When I started the day it was not my intention to get God to oppose me.
Peter tells us that God opposes the proud, but gives grace to the humble. Eek. Something about the thought of standing toe to toe with the living God and opposing Him makes me tremble a little bit.
I guess Peter figured it would, because he tells us how to act in light of that fearful truth:
Humble yourselves, therefore, under the mighty hand of God so that at the proper time he may exalt you, casting all your anxieties on him, because he cares for you. (1 Peter 5:6-7)
This verse tells us what to do, why we should do it and how to do it.
WHAT: We should humble ourselves; submit ourselves into God’s hands. We should trust our lives into His sovereign direction.
WHY: Why? ‘So that’ God may restore us at the right time without contradicting His character. God is going to oppose the proud. He is going to give grace to the humble. In light of that promise, we should set ourselves up to be in that second category and trust God to lift us up in due time.
HOW: What does it look like to humble yourself and trust in God? How can you tell if you’re doing that? Verse 7 tells us. Trusting into God’s hands looks like casting – or flinging – all our concerns about the situation we’re in on God’s capable shoulders because we believe He cares.

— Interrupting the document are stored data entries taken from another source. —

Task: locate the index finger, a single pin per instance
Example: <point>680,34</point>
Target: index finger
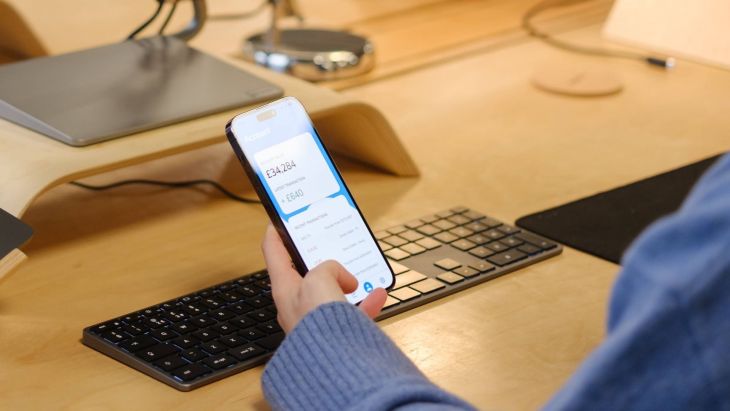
<point>278,261</point>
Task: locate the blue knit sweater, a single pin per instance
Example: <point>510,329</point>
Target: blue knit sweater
<point>667,345</point>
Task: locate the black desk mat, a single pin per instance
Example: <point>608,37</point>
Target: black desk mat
<point>606,223</point>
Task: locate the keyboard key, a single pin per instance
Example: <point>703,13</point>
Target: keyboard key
<point>134,329</point>
<point>271,342</point>
<point>155,322</point>
<point>205,335</point>
<point>176,315</point>
<point>428,243</point>
<point>395,241</point>
<point>163,334</point>
<point>507,257</point>
<point>428,286</point>
<point>450,278</point>
<point>379,235</point>
<point>497,247</point>
<point>213,302</point>
<point>459,219</point>
<point>231,297</point>
<point>271,327</point>
<point>411,235</point>
<point>193,354</point>
<point>397,267</point>
<point>248,290</point>
<point>491,222</point>
<point>222,314</point>
<point>219,361</point>
<point>494,234</point>
<point>171,362</point>
<point>156,352</point>
<point>477,227</point>
<point>384,246</point>
<point>213,347</point>
<point>445,237</point>
<point>252,333</point>
<point>481,252</point>
<point>408,278</point>
<point>262,315</point>
<point>482,267</point>
<point>508,229</point>
<point>447,264</point>
<point>430,218</point>
<point>191,372</point>
<point>138,343</point>
<point>463,245</point>
<point>185,342</point>
<point>397,229</point>
<point>397,254</point>
<point>428,230</point>
<point>467,272</point>
<point>413,248</point>
<point>202,321</point>
<point>240,308</point>
<point>405,294</point>
<point>443,224</point>
<point>479,239</point>
<point>243,322</point>
<point>245,352</point>
<point>511,241</point>
<point>536,241</point>
<point>529,249</point>
<point>461,232</point>
<point>194,309</point>
<point>116,336</point>
<point>102,328</point>
<point>232,340</point>
<point>414,224</point>
<point>224,328</point>
<point>183,327</point>
<point>390,301</point>
<point>473,215</point>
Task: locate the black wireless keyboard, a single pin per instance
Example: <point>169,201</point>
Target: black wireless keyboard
<point>207,335</point>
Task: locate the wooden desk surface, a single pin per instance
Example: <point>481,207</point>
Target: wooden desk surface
<point>483,137</point>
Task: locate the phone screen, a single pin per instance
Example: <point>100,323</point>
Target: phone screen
<point>308,194</point>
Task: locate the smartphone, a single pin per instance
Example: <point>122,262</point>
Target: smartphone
<point>305,195</point>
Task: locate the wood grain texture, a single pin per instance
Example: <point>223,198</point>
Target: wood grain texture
<point>33,163</point>
<point>10,262</point>
<point>482,136</point>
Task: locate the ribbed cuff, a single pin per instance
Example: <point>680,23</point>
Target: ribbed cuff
<point>334,358</point>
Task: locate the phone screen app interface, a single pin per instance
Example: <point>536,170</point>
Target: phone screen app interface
<point>311,199</point>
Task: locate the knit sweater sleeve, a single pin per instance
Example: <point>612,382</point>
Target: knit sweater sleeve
<point>338,359</point>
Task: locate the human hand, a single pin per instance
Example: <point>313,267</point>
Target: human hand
<point>295,296</point>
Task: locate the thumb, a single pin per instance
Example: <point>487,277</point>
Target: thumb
<point>373,303</point>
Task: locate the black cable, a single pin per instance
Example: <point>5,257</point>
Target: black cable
<point>168,18</point>
<point>244,15</point>
<point>147,23</point>
<point>170,184</point>
<point>576,48</point>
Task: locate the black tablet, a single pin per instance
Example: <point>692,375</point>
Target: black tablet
<point>106,92</point>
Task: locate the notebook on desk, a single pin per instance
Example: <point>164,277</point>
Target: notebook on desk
<point>106,92</point>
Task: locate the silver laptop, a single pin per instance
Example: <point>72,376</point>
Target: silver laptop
<point>94,95</point>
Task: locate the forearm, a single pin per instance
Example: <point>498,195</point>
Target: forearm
<point>336,358</point>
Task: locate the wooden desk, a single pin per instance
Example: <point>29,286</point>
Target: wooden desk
<point>482,136</point>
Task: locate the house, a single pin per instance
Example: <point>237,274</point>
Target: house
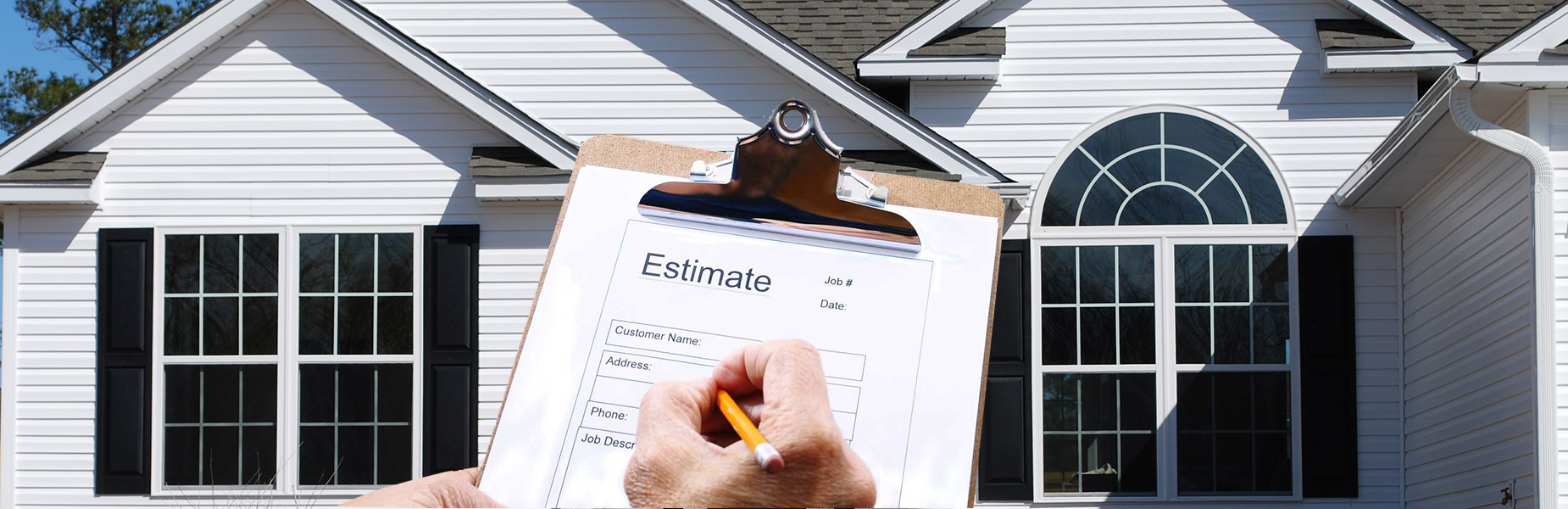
<point>1271,254</point>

The implication of the text is that if we are NOT flinging our cares on His shoulders, we’re actually NOT humbling ourselves under God’s mighty hand, and we are in fact operating in pride. Pride – the sin that sets us up in opposition to God. Hence the title. If you want God to oppose you today, it’s simple: refuse to humble yourself under His mighty hand by doing one of these three things:
- Be anxious about your circumstances. Plan speeches in your head. Replay conversations. Assign others motives and encourage your thoughts to dwell on all the things that aren’t perfect about your situation. Nurture your anxiety.
- Refuse to give your cares to God. Assume that God doesn’t care about your life. Keep your worries to yourself because God couldn’t possibly be concerned with the tiny details of your day. View God as a King but not a father.
- Seek to take care of yourself. Be strong and independent. Find a way to take what you want from your circumstances. Make them how you want them to be. Take action and get the exaltation you want.
These things may feel like small and insignificant details, but Peter says they are symptoms of a defiant pride unwilling to concede that God might be better qualified to run our lives than we are.
There’s another option. We could confess with our hearts and lives that God alone is able to direct our steps and manage our circumstances. We could trust Him. We could take the details of our day and fling every last shred of worry on the broad shoulders of a sovereign God and crawl into His hand and let Him fight for us because we know He cares.
We could do that because we know for sure that His response will be in line with His character: He will give us grace. He will exalt us at the proper time. He will, Himself, restore, confirm, strengthen and establish us. Sounds like a win/win to me.